Con i due recenti decreti legge governativi "Salva Italia" (d.l. n. 201/2011) e "“Semplificazioni" (d.l. n. 5/2012) sono state introdotte significative modifiche in materia di privacy. Vediamo in dettaglio di che cosa si tratta ed in particolare quali conseguenze hanno sugli adempimenti a carico delle aziende.

Il d.l. Salva Italia ha stabilito che le persone giuridiche, gli enti e le associazioni non sono più considerati tra i soggetti "interessati". Dunque le informazioni ad esse relative non sono più soggette alla protezione di cui al Codice Privacy. Con questa modifica, l'Italia si allinea alla normativa vigente nella maggior parte dei Paesi dell'Unione Europea, dove solo i dati personali delle persone fisiche sono oggetto di tutela.

 Quali le conseguenze della modifica? Nella pratica quotidiana, a parte il venire meno dell'obbligo d'informativa verso tutti i soggetti diversi da persone fisiche, la vera rivoluzione riguarda i trattamenti finalizzati all'invio di materiale pubblicitario o di vendita diretta o per il compimento di ricerche di mercato o di comunicazione commerciale a mezzo fax, email, etc.. Oggi queste pratiche sono completamente liberalizzate, essendo caduto l'obbligo di consenso preventivo del destinatario quando si tratti di impresa, ente, pubblica amministrazione o associazione. Naturalmente la modifica introdotta non esonera dal rispetto della normativa in materia di privacy le persone giuridiche, gli enti e le associazioni, che continuano ad essere soggetti al Codice Privacy quando trattano dati personali di persone fisiche.

La seconda grande novità, introdotta con il d.l. "Semplificazioni", riguarda l'abolizione dell'obbligo di tenuta e aggiornamento annuale del DPS (Documento Programmatico per la Sicurezza). La sua eliminazione riguarda tutti i titolari del trattamento dei dati, sia pubblici che privati. Da sottolineare che si tratta solo dell'abolizione dell'obbligo burocratico di redazione formale del documento. Tutti gli adempimenti minimi previsti per garantire la sicurezza dei dati trattati rimangono in vigore, solo che non dovranno essere più riportati nel DPS. Quale scelta adottare?
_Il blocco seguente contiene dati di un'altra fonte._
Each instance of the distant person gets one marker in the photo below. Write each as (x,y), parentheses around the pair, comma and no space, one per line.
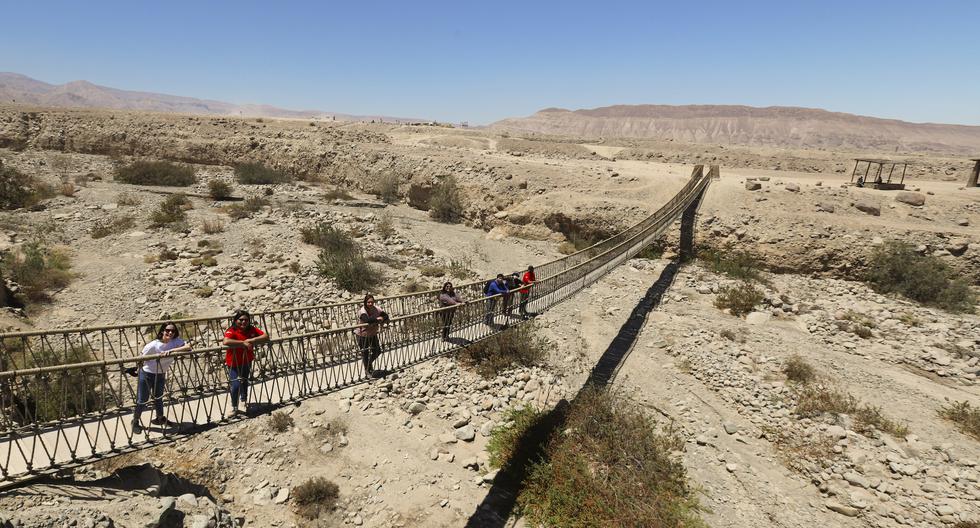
(448,298)
(152,376)
(495,287)
(527,279)
(367,336)
(240,340)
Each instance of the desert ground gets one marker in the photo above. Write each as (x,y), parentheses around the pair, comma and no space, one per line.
(717,377)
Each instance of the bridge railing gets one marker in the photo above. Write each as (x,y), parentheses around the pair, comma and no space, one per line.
(58,409)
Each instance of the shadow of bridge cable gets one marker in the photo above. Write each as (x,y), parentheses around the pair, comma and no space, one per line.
(499,502)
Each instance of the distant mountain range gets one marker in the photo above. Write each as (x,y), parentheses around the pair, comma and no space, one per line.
(776,126)
(20,89)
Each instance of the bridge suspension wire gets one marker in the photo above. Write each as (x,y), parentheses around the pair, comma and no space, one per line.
(66,398)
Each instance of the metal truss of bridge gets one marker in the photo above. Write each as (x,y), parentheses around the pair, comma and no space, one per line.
(57,412)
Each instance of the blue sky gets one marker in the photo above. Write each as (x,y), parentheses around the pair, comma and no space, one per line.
(483,61)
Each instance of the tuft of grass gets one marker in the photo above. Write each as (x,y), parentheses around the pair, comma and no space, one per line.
(172,210)
(816,400)
(219,190)
(37,269)
(516,346)
(112,226)
(446,202)
(505,439)
(740,299)
(280,422)
(316,496)
(162,173)
(895,267)
(798,370)
(965,416)
(610,466)
(21,190)
(259,174)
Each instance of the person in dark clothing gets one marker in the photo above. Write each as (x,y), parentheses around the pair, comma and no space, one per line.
(367,336)
(448,298)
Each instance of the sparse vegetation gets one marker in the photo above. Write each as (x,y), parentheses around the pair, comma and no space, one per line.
(610,465)
(171,211)
(798,370)
(516,346)
(112,226)
(965,416)
(896,267)
(162,173)
(259,174)
(219,190)
(20,190)
(739,299)
(280,422)
(446,203)
(813,400)
(316,496)
(37,269)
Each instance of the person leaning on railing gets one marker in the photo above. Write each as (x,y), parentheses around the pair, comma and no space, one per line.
(152,375)
(240,339)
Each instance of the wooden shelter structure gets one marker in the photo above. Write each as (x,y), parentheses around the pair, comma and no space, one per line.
(972,182)
(873,176)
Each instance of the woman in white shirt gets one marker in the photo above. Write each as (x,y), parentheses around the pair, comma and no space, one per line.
(153,374)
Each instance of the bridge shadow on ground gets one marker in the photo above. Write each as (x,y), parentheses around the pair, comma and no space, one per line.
(499,503)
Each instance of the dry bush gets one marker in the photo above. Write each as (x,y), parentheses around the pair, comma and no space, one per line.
(162,173)
(816,400)
(739,299)
(316,496)
(965,416)
(171,211)
(123,199)
(212,226)
(505,439)
(37,269)
(259,174)
(610,465)
(895,267)
(219,190)
(446,202)
(280,422)
(516,346)
(112,226)
(20,190)
(798,370)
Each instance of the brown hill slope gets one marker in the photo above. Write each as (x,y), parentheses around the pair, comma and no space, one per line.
(745,125)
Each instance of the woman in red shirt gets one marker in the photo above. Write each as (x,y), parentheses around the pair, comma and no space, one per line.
(240,340)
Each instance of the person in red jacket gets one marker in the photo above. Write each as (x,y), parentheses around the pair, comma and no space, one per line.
(527,279)
(240,340)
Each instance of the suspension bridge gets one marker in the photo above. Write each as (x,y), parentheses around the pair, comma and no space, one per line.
(67,400)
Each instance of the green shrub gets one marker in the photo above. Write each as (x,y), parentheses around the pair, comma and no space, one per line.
(516,346)
(895,267)
(610,465)
(219,190)
(259,174)
(162,173)
(315,497)
(20,190)
(37,269)
(740,299)
(446,203)
(171,211)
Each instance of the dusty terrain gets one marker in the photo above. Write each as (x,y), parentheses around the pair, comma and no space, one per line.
(717,376)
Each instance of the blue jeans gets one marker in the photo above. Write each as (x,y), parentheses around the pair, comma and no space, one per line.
(148,383)
(239,383)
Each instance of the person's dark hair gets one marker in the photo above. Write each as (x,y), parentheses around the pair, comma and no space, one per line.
(164,326)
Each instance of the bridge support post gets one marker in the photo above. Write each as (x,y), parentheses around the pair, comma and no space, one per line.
(690,215)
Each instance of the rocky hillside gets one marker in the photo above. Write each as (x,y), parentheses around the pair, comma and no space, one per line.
(773,126)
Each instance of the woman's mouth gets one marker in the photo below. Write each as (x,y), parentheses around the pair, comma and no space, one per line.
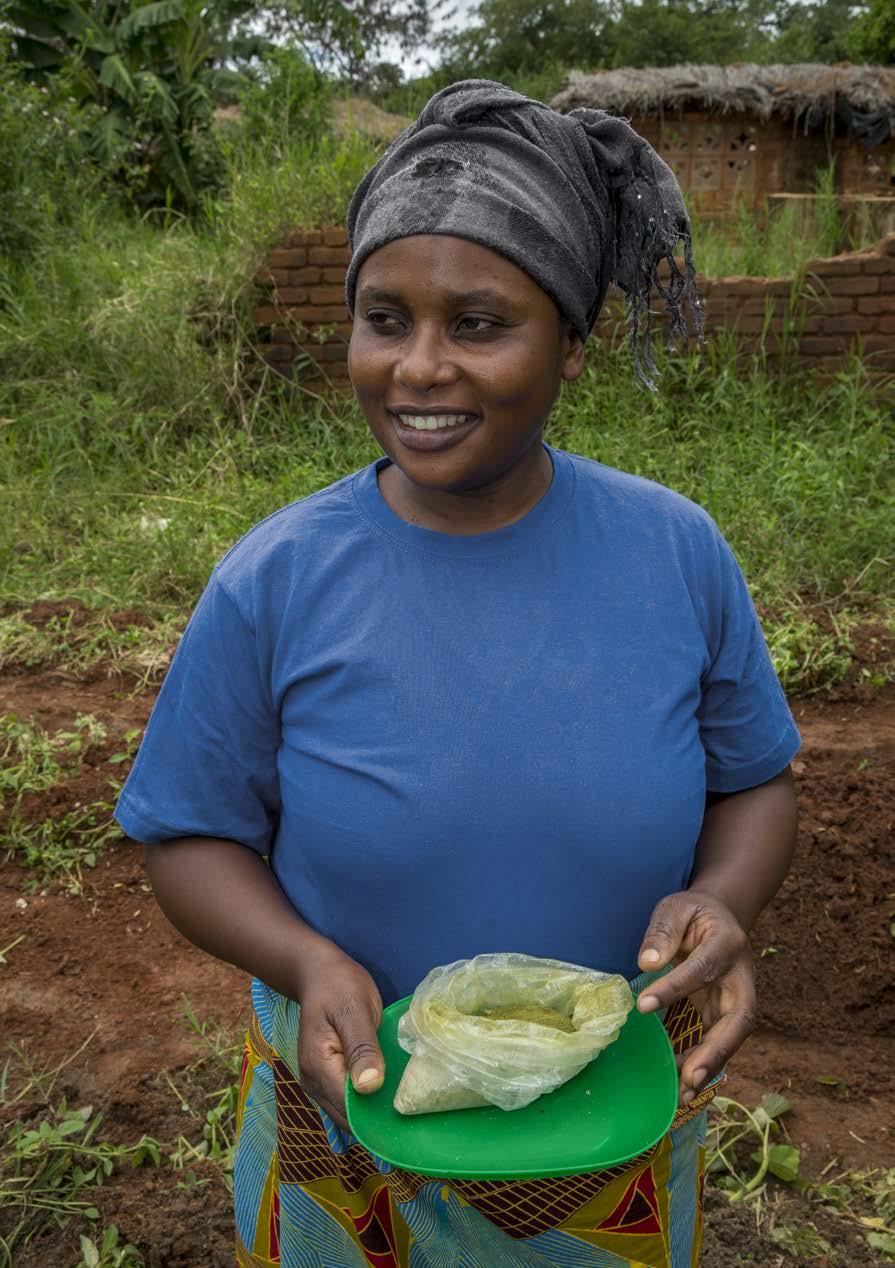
(431,431)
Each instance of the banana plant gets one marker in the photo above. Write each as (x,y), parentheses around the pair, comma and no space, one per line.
(142,71)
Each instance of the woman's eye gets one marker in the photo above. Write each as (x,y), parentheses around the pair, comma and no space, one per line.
(386,322)
(474,325)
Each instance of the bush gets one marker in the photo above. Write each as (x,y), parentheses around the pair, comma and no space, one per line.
(43,171)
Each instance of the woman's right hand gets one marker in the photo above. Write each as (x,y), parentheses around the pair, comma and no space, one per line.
(341,1009)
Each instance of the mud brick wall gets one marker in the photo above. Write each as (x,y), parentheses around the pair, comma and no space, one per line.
(839,304)
(301,313)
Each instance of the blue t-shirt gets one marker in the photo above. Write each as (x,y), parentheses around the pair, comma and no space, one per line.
(454,744)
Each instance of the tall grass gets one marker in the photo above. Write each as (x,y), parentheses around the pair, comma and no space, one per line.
(779,242)
(141,434)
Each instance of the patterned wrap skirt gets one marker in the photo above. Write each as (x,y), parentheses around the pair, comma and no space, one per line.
(307,1195)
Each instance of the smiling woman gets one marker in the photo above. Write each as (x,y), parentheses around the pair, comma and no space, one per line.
(481,696)
(457,386)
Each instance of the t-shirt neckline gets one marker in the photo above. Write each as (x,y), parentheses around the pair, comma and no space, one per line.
(511,536)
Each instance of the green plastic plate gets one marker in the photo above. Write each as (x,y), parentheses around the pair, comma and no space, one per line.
(618,1107)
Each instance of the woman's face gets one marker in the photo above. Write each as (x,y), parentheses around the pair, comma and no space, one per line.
(457,358)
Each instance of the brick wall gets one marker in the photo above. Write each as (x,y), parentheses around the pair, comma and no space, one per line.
(839,304)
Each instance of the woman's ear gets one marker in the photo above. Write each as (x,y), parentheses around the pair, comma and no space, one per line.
(573,354)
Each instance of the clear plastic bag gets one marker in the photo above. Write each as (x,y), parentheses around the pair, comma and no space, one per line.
(463,1058)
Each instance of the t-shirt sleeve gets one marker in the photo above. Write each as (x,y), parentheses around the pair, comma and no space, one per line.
(747,729)
(207,765)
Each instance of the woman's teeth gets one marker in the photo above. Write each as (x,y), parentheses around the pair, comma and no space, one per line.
(434,421)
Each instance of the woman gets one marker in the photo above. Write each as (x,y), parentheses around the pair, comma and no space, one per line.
(479,696)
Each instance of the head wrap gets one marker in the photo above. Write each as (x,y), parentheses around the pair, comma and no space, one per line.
(576,200)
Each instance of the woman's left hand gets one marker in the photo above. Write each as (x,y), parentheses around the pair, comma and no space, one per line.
(715,970)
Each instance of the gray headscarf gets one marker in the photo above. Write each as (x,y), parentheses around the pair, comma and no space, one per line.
(576,200)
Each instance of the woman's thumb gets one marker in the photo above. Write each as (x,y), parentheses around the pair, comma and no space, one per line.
(667,928)
(365,1061)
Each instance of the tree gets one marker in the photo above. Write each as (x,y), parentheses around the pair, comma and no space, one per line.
(345,37)
(519,37)
(817,32)
(874,34)
(140,69)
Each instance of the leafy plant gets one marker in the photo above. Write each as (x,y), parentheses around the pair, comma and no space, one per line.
(803,1243)
(140,72)
(51,1172)
(733,1127)
(29,756)
(56,850)
(109,1252)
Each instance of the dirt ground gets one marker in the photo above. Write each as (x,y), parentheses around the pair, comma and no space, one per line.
(103,975)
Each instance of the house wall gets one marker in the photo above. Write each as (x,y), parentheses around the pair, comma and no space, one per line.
(720,155)
(842,303)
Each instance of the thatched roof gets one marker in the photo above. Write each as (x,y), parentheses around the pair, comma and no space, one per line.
(806,90)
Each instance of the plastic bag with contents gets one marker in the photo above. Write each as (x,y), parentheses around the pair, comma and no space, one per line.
(503,1030)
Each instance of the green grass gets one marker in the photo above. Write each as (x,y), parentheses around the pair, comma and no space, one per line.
(780,242)
(141,434)
(51,1168)
(56,848)
(55,1159)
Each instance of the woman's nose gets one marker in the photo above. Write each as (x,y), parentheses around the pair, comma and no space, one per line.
(424,360)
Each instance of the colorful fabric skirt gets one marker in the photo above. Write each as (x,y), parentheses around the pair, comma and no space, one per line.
(307,1193)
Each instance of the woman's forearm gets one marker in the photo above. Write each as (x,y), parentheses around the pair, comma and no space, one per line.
(223,898)
(746,847)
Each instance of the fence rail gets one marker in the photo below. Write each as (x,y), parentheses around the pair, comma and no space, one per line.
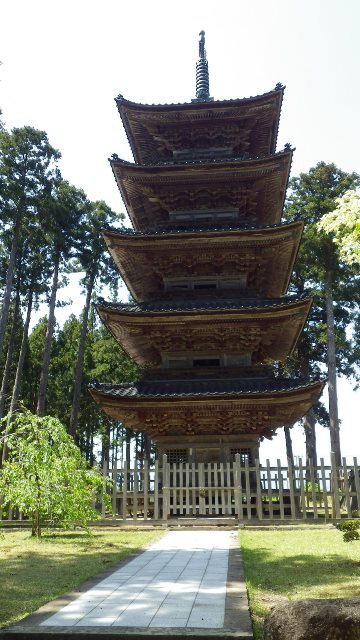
(233,489)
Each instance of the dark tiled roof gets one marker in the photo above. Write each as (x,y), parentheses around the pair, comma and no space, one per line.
(158,306)
(121,100)
(126,231)
(175,388)
(204,161)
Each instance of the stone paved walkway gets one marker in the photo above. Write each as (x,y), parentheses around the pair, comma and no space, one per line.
(186,580)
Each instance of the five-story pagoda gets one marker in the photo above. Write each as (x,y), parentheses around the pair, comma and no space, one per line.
(208,265)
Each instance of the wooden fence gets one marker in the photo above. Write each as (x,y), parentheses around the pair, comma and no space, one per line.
(234,490)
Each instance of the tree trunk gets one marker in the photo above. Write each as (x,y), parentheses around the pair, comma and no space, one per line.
(128,447)
(105,448)
(44,377)
(9,279)
(289,451)
(310,439)
(10,353)
(20,367)
(331,362)
(19,370)
(147,448)
(80,361)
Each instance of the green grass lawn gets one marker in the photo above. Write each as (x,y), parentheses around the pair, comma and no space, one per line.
(307,562)
(32,571)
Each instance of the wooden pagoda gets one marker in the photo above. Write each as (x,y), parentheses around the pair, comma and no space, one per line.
(208,265)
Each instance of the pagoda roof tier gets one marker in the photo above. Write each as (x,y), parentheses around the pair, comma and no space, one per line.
(169,195)
(205,407)
(259,260)
(230,331)
(174,131)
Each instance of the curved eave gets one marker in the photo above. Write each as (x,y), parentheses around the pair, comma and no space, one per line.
(126,107)
(268,333)
(160,415)
(132,178)
(131,250)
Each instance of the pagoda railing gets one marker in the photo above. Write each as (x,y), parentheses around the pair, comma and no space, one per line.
(166,492)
Lo scopo del DPS era quello di enucleare all'interno di un unico documento la descrizione delle scelte operate in materia di sicurezza dei dati. La scelta posta in capo alle aziende è oggi quella tra eliminare totalmente la redazione di tale documento e quella di sostituirlo con un nuovo documento più semplice e flessibile, nel quale riportare una sintesi delle azioni intraprese per garantire la sicurezza e riservatezza dei dati. Il buon senso dovrebbe far propendere per la seconda soluzione, non più secondo tempi e modi rigidamente imposti, ma scegliendo le modalità più consone all'operatività aziendale. Tale documento potrà infatti consentire, in caso di controllo, un più agevole confronto con la pubblica autorità.